Is this true? I left academia a long time ago, but I'd be surprised if it's that good. I'd actually suspect it's the inverse and only 30% can be replicated.
Considering how hard it is to actually fix any accidental damage to brain cells and nerves, and the far-reaching consequences of such damage, I am always amazed to see how many are eager to just plug something into it and let some arbitrary code send electric shocks through their brain.
I get the unfathomable potential of the thing, and the appeal of said potential. But that’s a product I won’t be an early-adopter of.
Yeah, every time something like that is mentioned, I just think of small issues that could cause noise on the output. Basically if you wear some device that helps you, either passive like glasses or active like a hearing aid, you can immediately disconnect then if needed. But imagine an implant bugs out and you start receiving a maximum signal for something without being able to stop. Like a blinding bright light which doesn't go away when you close your eyes. As much as the cyberpunk idea is fun, I'd have to really suffer without some implant to risk it.
I wonder if it's possible to make a much simpler passive-only "mental stress detection" system, and use that as a kind of emergency stop (let's not call it a "kill switch" in this context) for any more-complicated augmentation.
That creates the opposite risk that your enhancements stop working when you _want_ them in some kind of real/external emergency situation.

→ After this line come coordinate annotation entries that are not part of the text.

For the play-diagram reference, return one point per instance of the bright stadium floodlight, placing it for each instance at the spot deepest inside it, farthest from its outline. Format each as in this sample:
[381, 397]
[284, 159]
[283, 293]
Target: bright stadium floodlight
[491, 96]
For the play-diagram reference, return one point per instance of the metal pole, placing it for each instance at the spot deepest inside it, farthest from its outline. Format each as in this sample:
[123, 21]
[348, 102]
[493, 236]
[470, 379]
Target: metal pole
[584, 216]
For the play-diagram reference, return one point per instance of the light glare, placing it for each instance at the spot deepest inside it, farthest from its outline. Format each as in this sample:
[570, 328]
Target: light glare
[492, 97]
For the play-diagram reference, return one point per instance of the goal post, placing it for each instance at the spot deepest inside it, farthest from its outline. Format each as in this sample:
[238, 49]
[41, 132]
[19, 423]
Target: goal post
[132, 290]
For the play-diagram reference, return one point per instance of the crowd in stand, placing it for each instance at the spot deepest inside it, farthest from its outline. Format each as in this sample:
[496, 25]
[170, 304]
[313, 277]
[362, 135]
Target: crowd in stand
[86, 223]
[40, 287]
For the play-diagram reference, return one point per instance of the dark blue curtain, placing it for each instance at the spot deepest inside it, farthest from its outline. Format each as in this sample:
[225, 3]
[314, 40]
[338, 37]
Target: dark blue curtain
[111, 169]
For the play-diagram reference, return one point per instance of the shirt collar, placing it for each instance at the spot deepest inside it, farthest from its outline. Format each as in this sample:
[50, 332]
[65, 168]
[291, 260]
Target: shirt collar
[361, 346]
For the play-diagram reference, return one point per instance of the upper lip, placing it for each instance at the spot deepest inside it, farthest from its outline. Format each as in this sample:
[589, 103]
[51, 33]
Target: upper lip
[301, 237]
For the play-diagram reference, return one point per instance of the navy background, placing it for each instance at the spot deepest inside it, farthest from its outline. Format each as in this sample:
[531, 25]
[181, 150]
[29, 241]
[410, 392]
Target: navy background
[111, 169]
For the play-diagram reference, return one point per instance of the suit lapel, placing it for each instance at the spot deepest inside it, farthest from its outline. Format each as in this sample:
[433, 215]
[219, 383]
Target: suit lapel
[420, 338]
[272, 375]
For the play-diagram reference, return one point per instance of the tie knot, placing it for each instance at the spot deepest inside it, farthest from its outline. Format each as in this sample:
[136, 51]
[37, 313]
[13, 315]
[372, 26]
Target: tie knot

I suppose it also wouldn't work in the case that the main augmentation caused, say, unending waves of paralyzing calm, although there could be another detection-gate for physiological signals to keep such people from starving/dehydration.
Not the parent, but I vaguely recall our ethics teacher mentioning some associations advocating for hearing impaired people have, at least in some European countries, advocated against cochlear implants in young children, mostly on ethical grounds.
His whole point being that ethics is not about what some majority might instinctively believe is best for everyone, and that other perspectives must be considered.